Depuis le début de la contestation des résultats des élections communales tenues en date du 21 Mai 2010, certains leaders et militants des partis de l opposition contestateurs de ces résultats se sont vu privés de certains de leurs droits civils et politiques. Certains ont été empêchés de franchir les frontières pour voyager à l’Etranger. Il s’agit notamment de Kampayano Pascaline de l’Union pour la Paix et le Développement (UPD) ZIGAMIBANGA, Charles Niyungeko du CNDD, le Conseil National pour la Défense de la Démocratie et Alice Nzomukunda de l’ADR, l’Alliance Démocratique pour le Renouveau.
A coté de cela, les leaders des partis contestateurs ne sont pas autorisés à faire des réunions ou des manifestations politiques et c’est justement à ce sujet que Alice Nzomukunda a été empêchée de voyager parce qu’elle était soupçonnée d’avoir planifié une manifestation illégale. Les présidents de 5 partis contestateurs ont été bloqués en cours de route par la police alors qu’ils se rendaient à Rumonge pour visiter leurs militants.
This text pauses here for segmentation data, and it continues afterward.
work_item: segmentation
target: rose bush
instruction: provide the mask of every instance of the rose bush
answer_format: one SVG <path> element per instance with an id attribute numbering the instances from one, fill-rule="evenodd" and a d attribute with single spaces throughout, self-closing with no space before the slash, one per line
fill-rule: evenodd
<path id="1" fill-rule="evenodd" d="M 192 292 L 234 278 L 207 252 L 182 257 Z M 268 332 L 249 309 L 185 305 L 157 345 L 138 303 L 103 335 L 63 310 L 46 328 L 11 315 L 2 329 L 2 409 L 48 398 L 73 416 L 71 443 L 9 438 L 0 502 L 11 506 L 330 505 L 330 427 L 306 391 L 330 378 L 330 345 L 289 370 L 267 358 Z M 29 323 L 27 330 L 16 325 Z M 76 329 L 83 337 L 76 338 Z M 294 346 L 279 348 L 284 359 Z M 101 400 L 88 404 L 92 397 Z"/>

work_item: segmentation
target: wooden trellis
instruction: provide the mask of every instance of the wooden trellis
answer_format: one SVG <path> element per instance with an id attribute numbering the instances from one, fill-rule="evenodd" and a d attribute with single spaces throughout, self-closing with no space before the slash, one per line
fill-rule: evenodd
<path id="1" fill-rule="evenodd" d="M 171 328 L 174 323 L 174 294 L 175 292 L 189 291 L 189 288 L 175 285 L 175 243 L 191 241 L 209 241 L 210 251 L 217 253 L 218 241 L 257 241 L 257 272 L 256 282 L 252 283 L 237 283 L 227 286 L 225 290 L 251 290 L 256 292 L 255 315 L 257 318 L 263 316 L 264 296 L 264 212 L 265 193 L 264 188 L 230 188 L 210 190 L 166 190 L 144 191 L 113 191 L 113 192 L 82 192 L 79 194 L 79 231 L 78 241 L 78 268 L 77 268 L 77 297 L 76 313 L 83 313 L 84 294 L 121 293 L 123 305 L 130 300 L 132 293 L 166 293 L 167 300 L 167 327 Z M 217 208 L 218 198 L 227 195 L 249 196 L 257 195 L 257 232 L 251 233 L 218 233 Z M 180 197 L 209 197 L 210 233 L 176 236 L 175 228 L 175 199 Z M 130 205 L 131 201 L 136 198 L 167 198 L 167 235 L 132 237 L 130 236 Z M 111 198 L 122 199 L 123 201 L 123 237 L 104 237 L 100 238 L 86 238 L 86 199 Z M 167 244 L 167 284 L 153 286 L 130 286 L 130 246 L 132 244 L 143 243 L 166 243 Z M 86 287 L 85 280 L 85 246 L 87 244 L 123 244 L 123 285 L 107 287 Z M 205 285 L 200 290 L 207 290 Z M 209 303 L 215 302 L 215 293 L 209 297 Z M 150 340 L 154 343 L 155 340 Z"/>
Des arrestations, des détentions et des assassinats à mobiles politiques se sont intensifiés depuis le début et en peu avant la campagne électorale. Selon les sources du Fnl, 15 partisans de ce parti ont été déjà tués, tandis que beaucoup d’autres sot détenus dans las différents cachots et prisons du Burundi. Les organisations de la société civile déclarent que plus ou moins 100 militants des partis de l’opposition, le Fnl et le MSD en tête, ont été arrêtés depuis le 21 Juin 2010 pour des mobiles politiques et parfois accusés à tort, disent leurs partis.